Dopo di lui, la fisica fece passi da giganti e tutto sembrò scorrere liscio come un biliardo. Non c’era quasi bisogno di costruire strumenti sempre più potenti. Bastava applicare la formula di Buthra e tutto era prevedibile. Cercare fenomeni nuovi per confermarla ancora una volta stava diventando un gioco noioso e inutilmente dispendioso. Passarono millenni, in cui l’uomo riuscì a superare tante barriere sia spaziali che temporali credute a lungo insormontabili. L’essere umano sfruttò una tecnologia mostruosa e costruì aggeggi ultra sofisticati che potevano permettere viaggi in un futuro e in un passato non troppo distante. Analogamente si rese conto che non era necessario andare più veloci della luce, bastava avvicinarsi il più possibile alla costante fondamentale di Buthra.

Impossibile ottenerla praticamente, ma le approssimazioni raggiunte erano sufficienti perché l’Universo sembrasse realmente più vicino. Contemporaneamente, però, si rese conto che era inutile viaggiare nello Spazio per imparare, potendo prevedere tutto da Terra. E tutti attesero che capitasse quello che l’uomo aveva sempre sperato e temuto.

L’Evento Uno

Era il 10828 d.C  (le date continuavano a misurarsi così anche se molti avrebbero voluto cambiare lo zero dei tempi, facendolo coincidere con il momento della presentazione ufficiale della formula di Buthra alla comunità scientifica internazionale, ossia il 23 ottobre 2082), quando si verificò l’Evento Uno. Jun Tse Luon, il presidente della Terra, fu incaricato di darne l’annuncio e scelse di recarsi su Europa, il satellite di Giove, nella più grande città sotterranea, l’ultima costruita dai pionieri umani, dopo che avevano colonizzato Marte, Titano, Encelado e addirittura Tritone.
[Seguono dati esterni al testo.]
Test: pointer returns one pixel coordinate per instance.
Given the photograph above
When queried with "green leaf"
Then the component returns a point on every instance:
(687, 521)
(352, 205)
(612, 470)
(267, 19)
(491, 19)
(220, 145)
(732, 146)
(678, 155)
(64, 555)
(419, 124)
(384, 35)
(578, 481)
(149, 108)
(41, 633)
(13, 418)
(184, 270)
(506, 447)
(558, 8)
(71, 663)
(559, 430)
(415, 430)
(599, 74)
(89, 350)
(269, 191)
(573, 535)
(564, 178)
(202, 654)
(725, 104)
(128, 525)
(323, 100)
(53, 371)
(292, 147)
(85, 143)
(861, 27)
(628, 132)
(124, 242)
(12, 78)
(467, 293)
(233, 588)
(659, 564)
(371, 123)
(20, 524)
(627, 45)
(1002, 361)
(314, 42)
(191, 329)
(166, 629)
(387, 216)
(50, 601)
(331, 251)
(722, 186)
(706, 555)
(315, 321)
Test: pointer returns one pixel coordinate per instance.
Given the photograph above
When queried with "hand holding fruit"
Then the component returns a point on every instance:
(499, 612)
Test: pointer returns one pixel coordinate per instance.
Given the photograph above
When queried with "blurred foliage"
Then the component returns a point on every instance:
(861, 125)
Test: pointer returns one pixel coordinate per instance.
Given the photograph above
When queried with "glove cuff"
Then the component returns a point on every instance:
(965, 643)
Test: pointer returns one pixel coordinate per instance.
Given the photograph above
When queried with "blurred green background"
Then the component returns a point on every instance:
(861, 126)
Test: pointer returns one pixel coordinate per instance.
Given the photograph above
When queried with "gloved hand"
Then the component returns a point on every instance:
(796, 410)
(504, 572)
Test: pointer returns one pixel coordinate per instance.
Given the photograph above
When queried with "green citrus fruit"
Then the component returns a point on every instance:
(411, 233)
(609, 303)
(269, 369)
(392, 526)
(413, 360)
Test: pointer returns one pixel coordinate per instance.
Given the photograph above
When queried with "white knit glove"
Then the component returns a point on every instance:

Sembrava il luogo più giusto per aprire una nuova era nella storia dell’uomo, una porta che si era aperta finalmente verso un futuro completamente diverso. Jun era solo nel suo modulo presidenziale (lo Sky Force One) che era stato sigillato completamente durante l’attraversamento della fascia asteroidale. Una precauzione che si continuava a utilizzare, dato che l’energia liberata in un impatto con un masso di soli pochi metri sarebbe stato comunque disastroso per il velivolo dell’uomo più potente del Sistema Solare.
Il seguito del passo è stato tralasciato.